Bien que le harcèlement des journalistes ait diminué depuis les jours sombres de l’élection présidentielle contestée de 2008, les journalistes indépendants étaient encore ciblés par la police et des militants du ZANU-PF. Un cas patent est celui du photojournaliste indépendant, Andrison Manyere, qui a été placé en détention au moins à trois reprises par la police au cours de l’année. En janvier, la police de la capitale, Harare, l’a détenu pendant six heures après qu’il a couvert une marche en faveur des droits des femmes, il a été libéré sans inculpation. En mars, Manyere a encore été détenu par la police pour avoir pris, en dehors du tribunal de première instance de Harare, des photos de deux hommes accusés d’un complot contre le gouvernement. Il a été libéré le lendemain après paiement d’une amende sous une accusation de mauvaise conduite, a rapporté l’association Avocats du Zimbabwe pour les droits de l’homme (ZLHR). Et en octobre, la police l’a détenu pour la troisième fois, pendant une nuit en compagnie du journaliste indépendant Nkosana Dhlamini, après leur tentative de couvrir une réunion sur d’éventuels changements constitutionnels, Manyere a déclaré au CPJ. De jeunes militants du ZANU-PF ont eu une altercation avec Dhlamini, croyant qu’il faisait des reportages pour un organe de presse américain, et Manyere a commencé à filmer la scène. « La police est arrivée uniquement pour confisquer mon appareil photo et me menotter avec mon confrère », a déclaré Manyere au CPJ.

Les journalistes qui collaborent avec des médias basés à l’étranger, notamment les organes de presse internationaux et ceux dirigés par des journalistes en exil, sont entravés et harcelés dans l’exercice de leur profession.

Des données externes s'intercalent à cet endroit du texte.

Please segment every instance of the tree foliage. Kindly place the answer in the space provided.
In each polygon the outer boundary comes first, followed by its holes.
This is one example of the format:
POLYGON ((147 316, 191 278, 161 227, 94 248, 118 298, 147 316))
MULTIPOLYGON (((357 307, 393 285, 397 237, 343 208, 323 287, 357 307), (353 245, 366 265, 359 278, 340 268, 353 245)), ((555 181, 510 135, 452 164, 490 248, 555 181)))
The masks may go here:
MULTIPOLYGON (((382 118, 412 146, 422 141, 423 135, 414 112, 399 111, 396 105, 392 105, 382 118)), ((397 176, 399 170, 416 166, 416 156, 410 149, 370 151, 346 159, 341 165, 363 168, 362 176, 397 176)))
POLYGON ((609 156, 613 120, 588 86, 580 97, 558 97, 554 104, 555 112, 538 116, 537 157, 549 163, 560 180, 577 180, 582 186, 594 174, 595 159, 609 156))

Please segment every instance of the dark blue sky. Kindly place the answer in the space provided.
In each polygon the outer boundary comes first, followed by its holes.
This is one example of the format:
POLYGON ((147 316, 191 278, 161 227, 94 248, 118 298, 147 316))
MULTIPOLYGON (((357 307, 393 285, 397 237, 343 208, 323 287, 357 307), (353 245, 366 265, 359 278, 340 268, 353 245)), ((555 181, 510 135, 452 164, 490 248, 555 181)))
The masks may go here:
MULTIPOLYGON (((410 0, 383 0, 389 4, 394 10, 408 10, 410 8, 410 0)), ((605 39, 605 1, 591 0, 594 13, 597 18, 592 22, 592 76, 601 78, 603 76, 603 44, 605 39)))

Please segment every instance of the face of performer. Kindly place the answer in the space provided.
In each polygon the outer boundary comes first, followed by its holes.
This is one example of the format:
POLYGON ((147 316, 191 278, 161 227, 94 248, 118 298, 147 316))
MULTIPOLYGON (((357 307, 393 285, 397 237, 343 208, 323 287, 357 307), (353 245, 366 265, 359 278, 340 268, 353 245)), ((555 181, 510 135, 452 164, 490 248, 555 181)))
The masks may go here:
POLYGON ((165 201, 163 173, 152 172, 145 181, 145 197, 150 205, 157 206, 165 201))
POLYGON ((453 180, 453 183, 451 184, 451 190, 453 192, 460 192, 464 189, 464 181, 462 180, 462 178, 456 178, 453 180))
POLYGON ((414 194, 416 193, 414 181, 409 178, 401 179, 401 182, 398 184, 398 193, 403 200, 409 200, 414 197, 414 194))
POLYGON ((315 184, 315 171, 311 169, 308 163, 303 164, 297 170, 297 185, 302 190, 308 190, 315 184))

Stanley Kwenda, un collaborateur de l’hebdomadaire The Zimbabwean, dirigé par des journalistes en exil, a dit qu’il s’est enfui du pays en janvier après avoir reçu un appel menaçant d’une personne se présentant comme Chrispen Makedenge, commissaire divisionnaire de la police nationale. La personne qui l’a appelé a déclaré que Kwenda « allait mourir avant la fin de la semaine ». Le rédacteur en chef de The Zimbabwean, Wilf Mbanga, a déclaré au CPJ que Kwenda avait écrit un article récent au sujet de la mort en 2009 de l’épouse de Makedenge. Ce dernier n’a pas répondu aux demandes du CPJ pour des commentaires.

Au moins 49 journalistes zimbabwéens étaient en exil lorsque le CPJ terminait son étude mondiale en juin 2010, ce qui fait du Zimbabwe le quatrième pays avec le nombre le plus important de journalistes en exil, derrière l’Ethiopie, la Somalie et l’Irak. De nombreux Zimbabwéens en exil ont continué de faire des reportages sur les des sujets d’actualité dans leur pays. The Zimbabwean, qui est édité à Londres et en Afrique du Sud et distribué au Zimbabwe, est l’un de ces nombreux organes de presse. En novembre, la police zimbabwéenne a émis un mandat d’arrêt contre Mbanga en rapport avec un article de 2008 ayant affirmé que des fonctionnaires de haut rang avaient comploté l’assassinat d’un fonctionnaire de la commission électorale. La police a dit que l’article contenait des informations « préjudiciables à l’État ». Mbanga a déclaré que bien que The Zimbabwean avait fait des reportages sur cet assassinat, il n’a pas publié l’article décrit par la police. Bien que Mbanga, basé à Londres, ne risquait pas une arrestation immédiate, le mandat serait un obstacle à son retour au Zimbabwe.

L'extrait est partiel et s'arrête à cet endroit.